At least the students in the headlights do not sound like frightened rabbits – unlike certain of their elders. There is a future for the LibDems yet.
“the simple things that the oft-impulsive youth ignore have to be taken care of – organisation and financial stability.”
Simple is not the same as easy to do.
I wish LY all the best for the freshers fair this autumn.
I’m sure I speak for all of us when I say thanks!
The secret to running a successful youth organisation is simply to do stuff. Vague constitutions and the like may be irritating, but rarely are an issue worth spending any time on.
The current team should get a good campaign under its belt, run a couple events and then maybe indulge in some strategic planning. Easier to say that to do, but hardly impossible.
“The secret to running a successful youth organisation is simply to do stuff. Vague constitutions and the like may be irritating, but rarely are an issue worth spending any time on.”
To an extent I agree and from the outside one of the major problems of LDYS/LY in recent years has been the focus on constitutionality and changes to that as a part (substitute?) for campaign activity.
The big but is that “doing stuff” requires organisation and working to an agreed plan. Otherwise people, and especially keen but inexperienced activists just start doing things at random with no plan, no budget and no assessment of how many person hours are required.
My memory is a bit hazy but, planning the first Activate started probably 6 months before it happened and involved a lot of input from people outside the core team organising it.
Learning how to plan such events is as important a part of what people get out of LDYS as the outward reaching stuff. I’ve always said that a substantial part of the party’s youth wing is to provide a sandbox* for young/inexperienced activists to learn from mistakes in a way that is fairly safe (eg if you make a shambolic speech at an LY conference it isn’t as bad as at a Federal one!)
*sandbox is used in the Wikipedia context rather than a pejorative sense.
The personalities and exact issues may change, but the essentials of what is being written here about Liberal Youth could just as well have been written about the organisation and its predecessors for the past 40 years (and maybe longer – I’m going back as only long as my memory and conversations with people who were member s before me allows).
The secret of running a good branch of the Youth Organisation is to ignore the National Executive and just get on with doing your stuff on your own. If you have to make contact with these people, do not be dazzled by them or want to be part of them.

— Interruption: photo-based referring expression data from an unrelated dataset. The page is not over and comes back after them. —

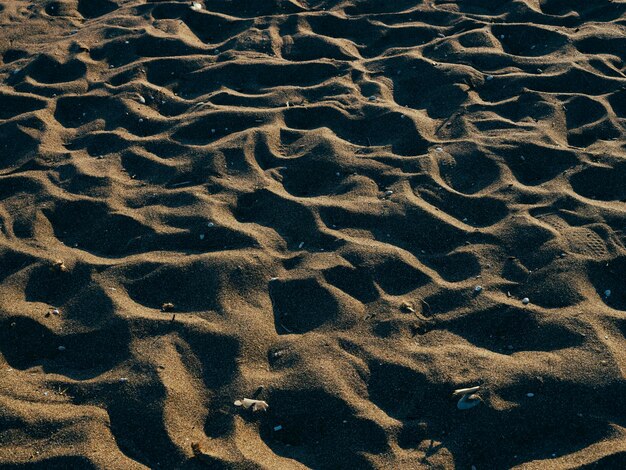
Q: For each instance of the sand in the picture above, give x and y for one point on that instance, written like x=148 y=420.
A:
x=335 y=207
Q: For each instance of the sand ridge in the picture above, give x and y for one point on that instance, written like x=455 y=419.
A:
x=295 y=201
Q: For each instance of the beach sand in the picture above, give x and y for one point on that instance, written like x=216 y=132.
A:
x=346 y=209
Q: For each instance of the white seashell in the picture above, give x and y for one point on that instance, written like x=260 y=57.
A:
x=256 y=405
x=468 y=399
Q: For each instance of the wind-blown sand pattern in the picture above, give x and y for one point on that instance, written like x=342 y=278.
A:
x=317 y=188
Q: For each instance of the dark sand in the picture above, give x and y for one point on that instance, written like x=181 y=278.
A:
x=317 y=188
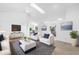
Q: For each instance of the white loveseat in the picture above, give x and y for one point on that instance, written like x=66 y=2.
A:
x=48 y=41
x=5 y=47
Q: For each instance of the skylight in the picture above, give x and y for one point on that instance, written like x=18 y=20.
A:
x=37 y=8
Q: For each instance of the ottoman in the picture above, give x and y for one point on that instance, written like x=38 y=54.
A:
x=27 y=45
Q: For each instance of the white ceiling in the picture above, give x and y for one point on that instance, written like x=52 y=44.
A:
x=52 y=10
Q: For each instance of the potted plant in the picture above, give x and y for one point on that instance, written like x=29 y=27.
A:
x=74 y=37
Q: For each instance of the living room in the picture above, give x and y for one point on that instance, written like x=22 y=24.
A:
x=39 y=28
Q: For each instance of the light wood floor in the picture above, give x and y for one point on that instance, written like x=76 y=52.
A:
x=65 y=49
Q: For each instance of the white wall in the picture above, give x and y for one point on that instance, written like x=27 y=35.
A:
x=71 y=15
x=8 y=18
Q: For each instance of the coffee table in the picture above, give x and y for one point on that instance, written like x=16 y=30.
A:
x=27 y=45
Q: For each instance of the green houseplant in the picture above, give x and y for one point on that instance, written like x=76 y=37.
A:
x=74 y=35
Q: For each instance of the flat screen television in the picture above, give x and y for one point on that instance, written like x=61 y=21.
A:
x=67 y=26
x=16 y=27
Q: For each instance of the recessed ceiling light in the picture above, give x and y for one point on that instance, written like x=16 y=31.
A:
x=60 y=19
x=37 y=8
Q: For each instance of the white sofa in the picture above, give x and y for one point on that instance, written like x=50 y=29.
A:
x=35 y=37
x=5 y=47
x=27 y=45
x=48 y=41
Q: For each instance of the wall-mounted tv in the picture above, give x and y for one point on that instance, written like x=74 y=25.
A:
x=67 y=26
x=16 y=27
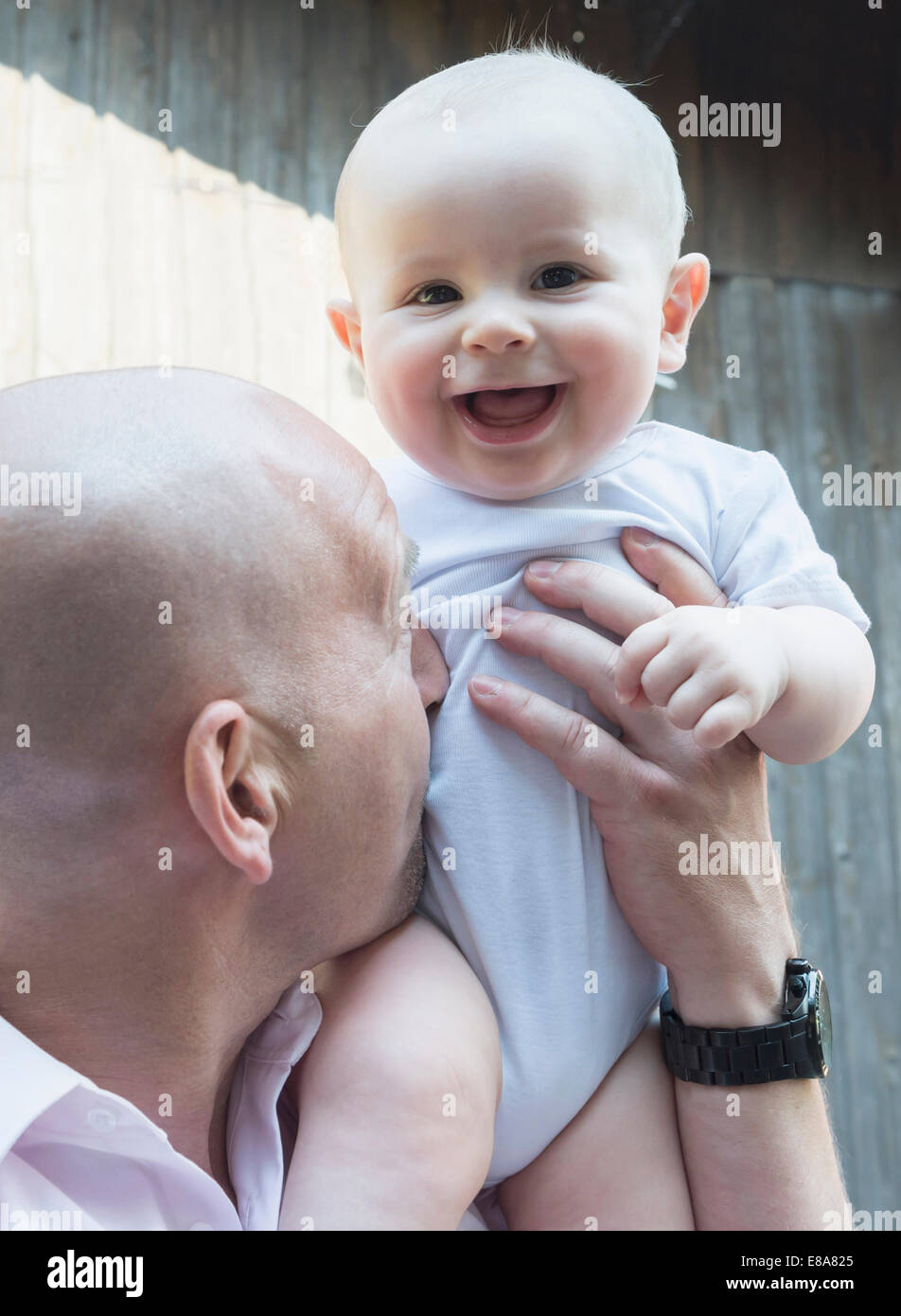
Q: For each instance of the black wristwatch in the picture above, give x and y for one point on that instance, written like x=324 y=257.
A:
x=799 y=1046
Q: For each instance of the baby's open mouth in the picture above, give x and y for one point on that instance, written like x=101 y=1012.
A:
x=506 y=407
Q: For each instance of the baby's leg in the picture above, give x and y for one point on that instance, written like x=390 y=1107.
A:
x=398 y=1092
x=618 y=1164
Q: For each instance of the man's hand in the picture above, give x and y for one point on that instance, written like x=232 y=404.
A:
x=724 y=940
x=716 y=671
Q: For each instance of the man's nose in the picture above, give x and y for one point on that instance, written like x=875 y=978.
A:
x=502 y=328
x=429 y=668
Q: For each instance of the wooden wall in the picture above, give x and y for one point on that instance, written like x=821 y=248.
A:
x=212 y=246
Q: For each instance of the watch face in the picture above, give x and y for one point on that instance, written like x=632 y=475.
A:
x=823 y=1023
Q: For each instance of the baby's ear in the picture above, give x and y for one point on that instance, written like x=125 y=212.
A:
x=346 y=324
x=689 y=283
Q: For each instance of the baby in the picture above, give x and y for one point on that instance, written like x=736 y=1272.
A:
x=510 y=232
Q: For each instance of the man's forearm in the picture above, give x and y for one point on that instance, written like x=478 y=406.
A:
x=762 y=1156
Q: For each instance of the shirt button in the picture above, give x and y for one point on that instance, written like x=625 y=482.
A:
x=101 y=1119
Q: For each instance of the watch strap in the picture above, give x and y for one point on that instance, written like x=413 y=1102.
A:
x=732 y=1057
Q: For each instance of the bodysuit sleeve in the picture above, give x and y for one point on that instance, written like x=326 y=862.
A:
x=766 y=552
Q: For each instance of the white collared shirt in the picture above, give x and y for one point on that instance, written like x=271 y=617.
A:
x=74 y=1156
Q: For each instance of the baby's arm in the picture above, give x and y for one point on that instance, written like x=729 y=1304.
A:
x=618 y=1164
x=398 y=1092
x=797 y=681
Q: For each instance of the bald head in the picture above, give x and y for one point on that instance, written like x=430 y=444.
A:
x=205 y=522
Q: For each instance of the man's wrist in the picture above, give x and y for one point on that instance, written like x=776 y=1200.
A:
x=739 y=995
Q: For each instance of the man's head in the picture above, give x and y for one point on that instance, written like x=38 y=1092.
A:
x=513 y=222
x=219 y=721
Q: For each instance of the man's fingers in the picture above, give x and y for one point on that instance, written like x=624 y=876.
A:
x=588 y=756
x=678 y=577
x=605 y=595
x=581 y=655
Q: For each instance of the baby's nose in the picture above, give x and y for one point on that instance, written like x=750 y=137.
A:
x=499 y=331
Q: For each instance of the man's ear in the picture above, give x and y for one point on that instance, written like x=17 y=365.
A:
x=689 y=282
x=346 y=324
x=229 y=787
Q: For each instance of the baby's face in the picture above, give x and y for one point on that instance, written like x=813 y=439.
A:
x=509 y=291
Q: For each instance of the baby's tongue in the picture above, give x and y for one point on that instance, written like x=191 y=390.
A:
x=510 y=405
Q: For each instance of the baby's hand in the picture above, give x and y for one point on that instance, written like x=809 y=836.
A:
x=717 y=671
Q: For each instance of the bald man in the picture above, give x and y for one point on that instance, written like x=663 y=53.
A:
x=212 y=768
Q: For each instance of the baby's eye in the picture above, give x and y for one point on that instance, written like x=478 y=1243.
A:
x=434 y=295
x=556 y=276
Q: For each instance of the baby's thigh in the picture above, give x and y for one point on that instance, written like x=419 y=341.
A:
x=407 y=1029
x=618 y=1164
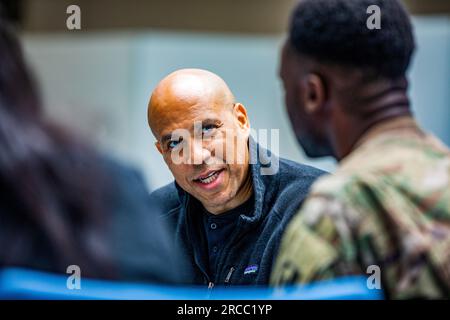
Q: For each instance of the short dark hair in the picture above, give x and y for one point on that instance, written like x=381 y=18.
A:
x=335 y=31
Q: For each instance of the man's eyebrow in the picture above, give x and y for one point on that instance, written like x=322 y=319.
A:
x=168 y=136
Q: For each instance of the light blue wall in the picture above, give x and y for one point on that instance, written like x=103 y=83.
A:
x=100 y=83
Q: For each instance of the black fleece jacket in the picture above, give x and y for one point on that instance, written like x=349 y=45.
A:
x=248 y=255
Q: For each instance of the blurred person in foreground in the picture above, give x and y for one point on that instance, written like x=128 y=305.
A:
x=62 y=203
x=388 y=203
x=231 y=198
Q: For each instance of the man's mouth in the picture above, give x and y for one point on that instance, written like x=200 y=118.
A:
x=209 y=176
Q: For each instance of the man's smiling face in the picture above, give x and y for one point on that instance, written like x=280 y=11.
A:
x=209 y=159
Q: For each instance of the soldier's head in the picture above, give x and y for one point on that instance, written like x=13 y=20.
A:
x=341 y=73
x=202 y=133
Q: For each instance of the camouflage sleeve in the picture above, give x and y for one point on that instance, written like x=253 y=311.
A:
x=317 y=244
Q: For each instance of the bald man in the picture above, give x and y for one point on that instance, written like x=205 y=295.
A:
x=226 y=214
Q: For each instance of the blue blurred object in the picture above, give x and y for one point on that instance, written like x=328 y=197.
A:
x=27 y=284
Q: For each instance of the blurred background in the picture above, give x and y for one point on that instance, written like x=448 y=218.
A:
x=98 y=80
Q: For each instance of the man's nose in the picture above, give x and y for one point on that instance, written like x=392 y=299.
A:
x=200 y=154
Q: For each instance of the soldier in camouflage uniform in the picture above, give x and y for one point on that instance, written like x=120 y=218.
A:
x=388 y=203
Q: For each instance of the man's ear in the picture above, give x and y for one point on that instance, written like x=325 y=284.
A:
x=240 y=114
x=158 y=146
x=314 y=93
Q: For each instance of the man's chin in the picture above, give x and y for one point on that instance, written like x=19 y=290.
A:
x=315 y=150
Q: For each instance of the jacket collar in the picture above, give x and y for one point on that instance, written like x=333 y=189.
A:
x=259 y=162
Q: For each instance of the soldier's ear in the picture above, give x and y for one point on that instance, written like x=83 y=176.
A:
x=314 y=93
x=241 y=117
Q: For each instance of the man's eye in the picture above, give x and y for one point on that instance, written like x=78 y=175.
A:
x=172 y=144
x=208 y=128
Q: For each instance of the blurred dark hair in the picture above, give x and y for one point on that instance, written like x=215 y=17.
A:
x=52 y=190
x=335 y=31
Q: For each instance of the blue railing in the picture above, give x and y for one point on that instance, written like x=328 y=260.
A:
x=27 y=284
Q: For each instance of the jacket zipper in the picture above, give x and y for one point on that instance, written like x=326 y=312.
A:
x=227 y=279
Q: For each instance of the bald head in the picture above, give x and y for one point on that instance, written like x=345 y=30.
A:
x=186 y=91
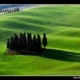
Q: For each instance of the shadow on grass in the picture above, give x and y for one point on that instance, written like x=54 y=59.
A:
x=58 y=55
x=61 y=55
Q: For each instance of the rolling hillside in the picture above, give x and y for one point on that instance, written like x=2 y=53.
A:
x=62 y=26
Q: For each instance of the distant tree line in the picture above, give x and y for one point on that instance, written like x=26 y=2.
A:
x=27 y=44
x=9 y=10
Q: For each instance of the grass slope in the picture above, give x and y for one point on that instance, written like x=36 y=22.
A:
x=62 y=26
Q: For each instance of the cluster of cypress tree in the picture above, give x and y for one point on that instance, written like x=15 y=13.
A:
x=9 y=10
x=28 y=44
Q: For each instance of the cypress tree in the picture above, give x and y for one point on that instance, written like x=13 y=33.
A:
x=44 y=40
x=34 y=43
x=8 y=44
x=39 y=43
x=16 y=42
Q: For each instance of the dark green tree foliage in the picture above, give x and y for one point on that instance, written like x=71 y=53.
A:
x=44 y=40
x=39 y=43
x=28 y=44
x=8 y=43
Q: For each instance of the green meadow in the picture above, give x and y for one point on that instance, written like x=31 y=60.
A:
x=62 y=27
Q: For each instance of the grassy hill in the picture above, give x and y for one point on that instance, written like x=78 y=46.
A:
x=62 y=26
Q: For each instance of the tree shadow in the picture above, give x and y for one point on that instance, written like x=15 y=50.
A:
x=57 y=55
x=61 y=55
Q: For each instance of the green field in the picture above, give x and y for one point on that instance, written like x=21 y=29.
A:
x=62 y=27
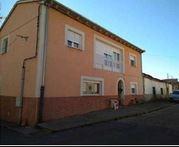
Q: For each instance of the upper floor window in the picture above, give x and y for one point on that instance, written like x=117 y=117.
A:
x=91 y=86
x=4 y=45
x=133 y=88
x=107 y=60
x=108 y=56
x=74 y=38
x=132 y=60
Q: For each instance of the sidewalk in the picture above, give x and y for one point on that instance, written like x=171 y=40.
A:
x=104 y=116
x=89 y=118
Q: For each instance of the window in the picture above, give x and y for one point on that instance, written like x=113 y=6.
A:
x=132 y=60
x=133 y=88
x=116 y=59
x=91 y=86
x=161 y=89
x=108 y=56
x=4 y=45
x=154 y=91
x=74 y=38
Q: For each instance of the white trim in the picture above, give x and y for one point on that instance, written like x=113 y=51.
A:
x=97 y=79
x=122 y=79
x=134 y=55
x=67 y=27
x=118 y=47
x=132 y=83
x=7 y=36
x=41 y=50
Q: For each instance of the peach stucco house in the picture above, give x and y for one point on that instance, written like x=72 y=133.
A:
x=55 y=63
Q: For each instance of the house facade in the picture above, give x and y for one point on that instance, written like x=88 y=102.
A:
x=155 y=88
x=55 y=63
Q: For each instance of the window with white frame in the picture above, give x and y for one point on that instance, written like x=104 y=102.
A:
x=74 y=38
x=134 y=88
x=116 y=60
x=107 y=60
x=132 y=60
x=4 y=45
x=108 y=56
x=91 y=86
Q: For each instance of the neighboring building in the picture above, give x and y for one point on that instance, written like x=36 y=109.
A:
x=155 y=88
x=173 y=82
x=56 y=63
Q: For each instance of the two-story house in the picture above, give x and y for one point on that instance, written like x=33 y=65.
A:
x=55 y=63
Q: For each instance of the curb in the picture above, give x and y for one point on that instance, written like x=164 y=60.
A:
x=107 y=120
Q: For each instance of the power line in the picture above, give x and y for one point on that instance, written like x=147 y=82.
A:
x=164 y=56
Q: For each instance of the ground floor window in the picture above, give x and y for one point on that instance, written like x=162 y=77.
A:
x=91 y=86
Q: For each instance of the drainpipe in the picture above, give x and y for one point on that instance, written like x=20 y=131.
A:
x=24 y=70
x=41 y=67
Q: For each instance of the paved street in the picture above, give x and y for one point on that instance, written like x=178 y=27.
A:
x=160 y=127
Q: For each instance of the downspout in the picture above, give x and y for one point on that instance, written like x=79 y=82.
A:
x=44 y=56
x=24 y=69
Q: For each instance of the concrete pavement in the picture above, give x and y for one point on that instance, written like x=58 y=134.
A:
x=104 y=116
x=89 y=118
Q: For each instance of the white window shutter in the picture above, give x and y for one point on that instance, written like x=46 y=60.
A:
x=70 y=35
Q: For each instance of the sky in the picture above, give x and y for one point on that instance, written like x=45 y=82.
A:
x=152 y=25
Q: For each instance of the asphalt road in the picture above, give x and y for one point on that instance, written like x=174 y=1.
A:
x=157 y=128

If you are lucky, they may just about be able to offer some useful information and contacts and chance to meet up with others in the organisation from elsewhere. But if they don’t, no matter.
I am know that we are all hopeful that the new exec will take on a lot of the lessons that should have been learned from the past few years.
The Chair essentially should be like a project manager with the membership as Chairman of the Board. Update us with what is going on, give us info on how our money is spent, tell us how we can help push certain projects over humps, and get people working together to complete more complex projects.
It isn’t rocket science, but does involve a mite of discipline.
Just a point on Robson’s comment above, the bad accounting period was 2004-2005 (and possibly even earlier), and was fixed during 2005-2006 by a head of office then VC Finance who was a qualified accountant. The near bankruptcy was discovered at the start of July 2005.